Boire à plus de 100 kilomètres.

Pour nous, Français, c’est à la fois un nouvel horizon, et une nouvelle frontière. Pour les plus chanceux en tout cas, ceux dont le feu va virer au vert, en route pour la grande aventure! Dans une limite de 100 kilomètres. Les grincheux, les rageux, les vicieux vont geindre, vociférer. Les autres (ceux dont on espère que l’avenir sera fait) vont s’adapter et y voir un prudent espoir.
D’ailleurs, qui n’a pas perdu, hier, quelques minutes d’un temps qu’il serait néfaste de se laisser aller à croire qu’il n’est pas aussi précieux qu’avant, pour calculer ce disque sur lequel nous allons pouvoir graver les souvenirs des semaines, des mois à venir? Certains sont plus avantagés que d’autres, c’est la vie, mais la France est suffisamment belle, et plus encore en cette saison, pour que chacun y trouve du bonheur.

Mais voilà, tire-bouchon en main, l’oenophile a parfois envie de passer les frontières, de transgresser. En la matière, ce n’est pas la curiosité, le vice, mais l’habitude, qui sclérose, engourdit, enferme encore plus sûrement qu’une zone de confinement. Par parenthèse, ça vaut aussi pour le vigneron*. On voit rarement de grands génies créatifs parmi ceux qui ne boivent que leur production; là aussi, l’ouverture d’esprit fait figure de condition sine qua non.
Évidemment, en cas de soif exotique, pour se fournir, pas question de monter en voiture, c’est à une autre carte qu’il faut faire confiance, celle publiée ici même l’autre jour, et qui compte désormais plus de 700 adresses de marchands de vin, susceptibles pour la plupart de vous livrer à domicile. C’est d’ailleurs l’un de ceux qui y figurent depuis le début, l’ami biterrois Philippe Catusse, qui m’a apporté (ça avait encore un petit côté La traversée de Paris) quelques caisses de merveilles dont beaucoup susceptibles de nous faire sortir des 100 kilomètres réglementaires.

Et je ne sais pas pourquoi (une envie de quenelles? de tablier de sapeur? l’origine d’Anne-Sophie?), le soir même, mon pas virtuel s’est dirigé vers le Beaujolais. Avec l’envie bien sûr de me régaler de ce style des beaujolais qu’on aime, dont la plaque minéralogique de la bagnole évoque davantage 71, voire 21**, que 69, le pinot que la grosse carbo vulgaire, bananesque***.

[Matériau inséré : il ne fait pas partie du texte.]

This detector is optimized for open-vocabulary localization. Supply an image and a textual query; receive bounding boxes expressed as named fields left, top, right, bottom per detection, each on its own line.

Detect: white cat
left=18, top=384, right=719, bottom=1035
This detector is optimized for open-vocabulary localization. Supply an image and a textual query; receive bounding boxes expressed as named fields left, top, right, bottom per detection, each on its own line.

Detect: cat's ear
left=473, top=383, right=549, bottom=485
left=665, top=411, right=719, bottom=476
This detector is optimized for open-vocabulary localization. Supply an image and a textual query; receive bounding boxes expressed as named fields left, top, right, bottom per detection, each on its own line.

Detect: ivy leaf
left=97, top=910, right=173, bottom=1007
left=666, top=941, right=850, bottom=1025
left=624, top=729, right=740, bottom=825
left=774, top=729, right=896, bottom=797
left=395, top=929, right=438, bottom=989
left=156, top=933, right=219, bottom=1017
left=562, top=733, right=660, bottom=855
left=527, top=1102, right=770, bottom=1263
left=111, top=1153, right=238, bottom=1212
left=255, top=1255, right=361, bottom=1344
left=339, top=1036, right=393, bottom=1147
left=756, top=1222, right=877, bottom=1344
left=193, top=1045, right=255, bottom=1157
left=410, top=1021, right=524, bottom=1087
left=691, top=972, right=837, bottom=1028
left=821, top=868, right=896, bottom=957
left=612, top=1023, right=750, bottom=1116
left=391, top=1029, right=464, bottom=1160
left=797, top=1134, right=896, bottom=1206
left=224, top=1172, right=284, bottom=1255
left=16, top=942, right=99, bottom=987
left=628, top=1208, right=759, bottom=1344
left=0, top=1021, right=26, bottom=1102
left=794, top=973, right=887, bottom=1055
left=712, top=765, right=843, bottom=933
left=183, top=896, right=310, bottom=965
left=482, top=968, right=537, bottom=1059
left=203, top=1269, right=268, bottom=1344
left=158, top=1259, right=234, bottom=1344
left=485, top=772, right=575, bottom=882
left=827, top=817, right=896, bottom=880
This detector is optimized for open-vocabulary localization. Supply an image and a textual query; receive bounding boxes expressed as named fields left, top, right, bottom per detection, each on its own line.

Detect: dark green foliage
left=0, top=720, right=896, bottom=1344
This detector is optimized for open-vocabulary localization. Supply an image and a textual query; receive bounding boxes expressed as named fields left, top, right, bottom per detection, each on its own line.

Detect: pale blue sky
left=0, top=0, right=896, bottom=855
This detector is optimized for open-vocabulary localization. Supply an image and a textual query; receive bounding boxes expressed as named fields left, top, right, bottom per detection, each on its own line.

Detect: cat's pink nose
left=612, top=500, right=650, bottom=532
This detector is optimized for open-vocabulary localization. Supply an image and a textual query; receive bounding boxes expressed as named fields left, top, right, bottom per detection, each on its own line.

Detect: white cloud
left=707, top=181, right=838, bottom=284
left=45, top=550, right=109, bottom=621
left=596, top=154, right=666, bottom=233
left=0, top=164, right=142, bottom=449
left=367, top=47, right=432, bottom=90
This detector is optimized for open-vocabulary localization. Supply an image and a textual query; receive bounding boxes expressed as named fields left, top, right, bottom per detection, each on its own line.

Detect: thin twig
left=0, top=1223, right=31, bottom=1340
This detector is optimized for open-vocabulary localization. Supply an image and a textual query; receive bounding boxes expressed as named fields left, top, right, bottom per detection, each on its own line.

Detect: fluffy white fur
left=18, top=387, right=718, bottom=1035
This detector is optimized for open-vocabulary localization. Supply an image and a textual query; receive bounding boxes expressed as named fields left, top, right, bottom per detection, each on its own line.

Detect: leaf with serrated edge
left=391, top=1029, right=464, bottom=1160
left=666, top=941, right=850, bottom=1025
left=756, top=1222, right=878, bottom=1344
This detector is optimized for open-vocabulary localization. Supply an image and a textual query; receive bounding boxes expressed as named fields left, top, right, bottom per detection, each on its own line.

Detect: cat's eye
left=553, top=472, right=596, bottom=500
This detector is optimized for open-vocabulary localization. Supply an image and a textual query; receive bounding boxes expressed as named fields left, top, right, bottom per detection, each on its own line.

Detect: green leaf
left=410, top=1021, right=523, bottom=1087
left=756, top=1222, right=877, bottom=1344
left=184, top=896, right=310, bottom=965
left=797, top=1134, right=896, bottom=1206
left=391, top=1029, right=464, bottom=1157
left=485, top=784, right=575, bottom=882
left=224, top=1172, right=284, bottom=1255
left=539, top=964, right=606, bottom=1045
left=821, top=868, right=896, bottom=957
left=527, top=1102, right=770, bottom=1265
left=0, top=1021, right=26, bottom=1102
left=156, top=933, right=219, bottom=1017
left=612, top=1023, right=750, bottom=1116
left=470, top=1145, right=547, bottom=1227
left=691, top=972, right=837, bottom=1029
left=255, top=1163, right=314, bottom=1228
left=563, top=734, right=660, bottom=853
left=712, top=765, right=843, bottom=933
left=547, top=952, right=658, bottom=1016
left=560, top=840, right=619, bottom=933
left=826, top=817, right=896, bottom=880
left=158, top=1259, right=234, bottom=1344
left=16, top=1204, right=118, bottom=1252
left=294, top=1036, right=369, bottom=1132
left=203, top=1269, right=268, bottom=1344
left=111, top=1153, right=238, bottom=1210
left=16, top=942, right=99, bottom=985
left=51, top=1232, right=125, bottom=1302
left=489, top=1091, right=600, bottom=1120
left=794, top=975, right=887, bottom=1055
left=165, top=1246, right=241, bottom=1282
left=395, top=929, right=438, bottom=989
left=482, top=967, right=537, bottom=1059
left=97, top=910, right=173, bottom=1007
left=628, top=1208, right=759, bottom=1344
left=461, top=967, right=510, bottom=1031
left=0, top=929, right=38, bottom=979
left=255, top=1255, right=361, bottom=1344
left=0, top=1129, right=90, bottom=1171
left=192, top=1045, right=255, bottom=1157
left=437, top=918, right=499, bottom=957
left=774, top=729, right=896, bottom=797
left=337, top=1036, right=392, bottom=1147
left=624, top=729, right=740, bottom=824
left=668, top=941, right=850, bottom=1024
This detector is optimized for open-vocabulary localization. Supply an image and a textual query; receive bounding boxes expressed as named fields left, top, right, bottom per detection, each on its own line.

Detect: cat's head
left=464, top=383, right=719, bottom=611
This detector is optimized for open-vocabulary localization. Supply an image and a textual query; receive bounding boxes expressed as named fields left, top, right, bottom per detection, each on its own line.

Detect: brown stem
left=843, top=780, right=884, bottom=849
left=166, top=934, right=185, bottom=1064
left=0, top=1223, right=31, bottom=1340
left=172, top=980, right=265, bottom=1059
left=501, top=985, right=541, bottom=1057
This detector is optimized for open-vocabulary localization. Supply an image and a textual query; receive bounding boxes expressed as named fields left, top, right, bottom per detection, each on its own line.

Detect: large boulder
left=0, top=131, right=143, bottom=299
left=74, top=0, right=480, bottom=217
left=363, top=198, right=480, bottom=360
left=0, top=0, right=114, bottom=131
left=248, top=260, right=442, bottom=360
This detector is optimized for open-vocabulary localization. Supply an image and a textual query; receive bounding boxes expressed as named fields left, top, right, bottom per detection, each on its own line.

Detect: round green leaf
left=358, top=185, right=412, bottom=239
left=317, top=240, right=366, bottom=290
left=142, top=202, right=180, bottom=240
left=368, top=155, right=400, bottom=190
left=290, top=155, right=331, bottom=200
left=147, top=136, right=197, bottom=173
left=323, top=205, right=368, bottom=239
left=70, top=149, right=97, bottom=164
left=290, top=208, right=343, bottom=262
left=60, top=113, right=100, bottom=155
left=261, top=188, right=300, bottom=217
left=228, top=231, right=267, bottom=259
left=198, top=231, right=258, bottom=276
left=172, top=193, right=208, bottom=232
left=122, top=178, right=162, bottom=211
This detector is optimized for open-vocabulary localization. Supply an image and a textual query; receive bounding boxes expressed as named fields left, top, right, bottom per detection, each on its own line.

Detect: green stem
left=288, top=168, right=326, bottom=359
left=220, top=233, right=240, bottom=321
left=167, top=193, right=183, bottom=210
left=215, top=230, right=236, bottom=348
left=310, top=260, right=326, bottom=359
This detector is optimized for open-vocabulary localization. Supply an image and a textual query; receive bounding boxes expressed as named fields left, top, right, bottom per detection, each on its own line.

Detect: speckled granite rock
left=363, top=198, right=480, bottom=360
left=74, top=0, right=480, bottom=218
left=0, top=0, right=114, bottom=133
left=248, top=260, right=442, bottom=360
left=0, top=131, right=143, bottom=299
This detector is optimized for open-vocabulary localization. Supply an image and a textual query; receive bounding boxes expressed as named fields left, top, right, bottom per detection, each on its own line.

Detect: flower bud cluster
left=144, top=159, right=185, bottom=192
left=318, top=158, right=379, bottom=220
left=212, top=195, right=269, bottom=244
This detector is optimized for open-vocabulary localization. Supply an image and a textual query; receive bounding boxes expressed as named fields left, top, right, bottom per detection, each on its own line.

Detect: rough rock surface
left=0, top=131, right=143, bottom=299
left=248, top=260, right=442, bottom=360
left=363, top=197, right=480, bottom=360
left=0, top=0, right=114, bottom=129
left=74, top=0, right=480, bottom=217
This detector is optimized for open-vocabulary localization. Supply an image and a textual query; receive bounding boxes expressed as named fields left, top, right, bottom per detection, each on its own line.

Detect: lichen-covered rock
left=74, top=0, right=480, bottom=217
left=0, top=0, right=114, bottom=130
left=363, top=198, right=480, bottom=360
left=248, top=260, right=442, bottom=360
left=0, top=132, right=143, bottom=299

On avait le choix. Du chénas, d’abord. Thillardon, maison réputée, un 2018 borderline (c’est décidément d’actualité…) mais du bon côté de la volatile, celle, positive, qui évite au gamay la lourdeur, le rend plus aérien. Excellent sur la peau d’un poulet du Tarn (bien moins de 100 km!) rôti.

Mais le grand voyage, le coup de foudre, il s’est produit à 361 kilomètres de chez nous, à vol d’oiseau. Le gamay qui pinote, délicat et joyeux, le rouge translucide, pulpeux, dont on croit la bouteille trouée. Le saint-amour À la folie 2017 de Marc Delienne, néo-vigneron d’origine parisienne (eh oui…), moins en cour que certaines étiquettes à la mode. La preuve, une fois de plus, qu’en Beaujolais comme ailleurs, il y a les vins de suiveurs, et les vins de buveurs.
Bref, il m’a transporté. La bonne nouvelle, c’est qu’on en a une autre cuvée dans les cartons sortis du véhicule des Établissements Catusse****. Une seule obsession, la déboucher. Repartir en voyage. Bien au delà des 100 kilomètres.

*J’avais écrit plus longuement sur le sujet dans cette chronique, Le vigneron qui n’aimait pas le vin, de l’ancien blog à lire ici.
**Le style Dutraive notamment, évoqué , au retour d’une virée lyonnaise chez Jojo, mon beauf’.
***Pour le cours oenologique sur la banane fatale, à propos du beaujolais-nouveau mais pas que, c’est ici.
****En réalité, le Clos Saint-Gabriel, c’est leur raison sociale. Et Le Chameau ivre, dès qu’il rouvre, on espère en juin grâce à sa grande terrasse.

5 réflexions sur “Boire à plus de 100 kilomètres.”

  1. Merci, merci, merci !!!
    Quel magnifique texte d’espoir, de positivité bienvenue !
    Merci de nous faire du bien par vos mots précieux, Vincent, et pour cette envie de découvrir une nouvelle bouteille.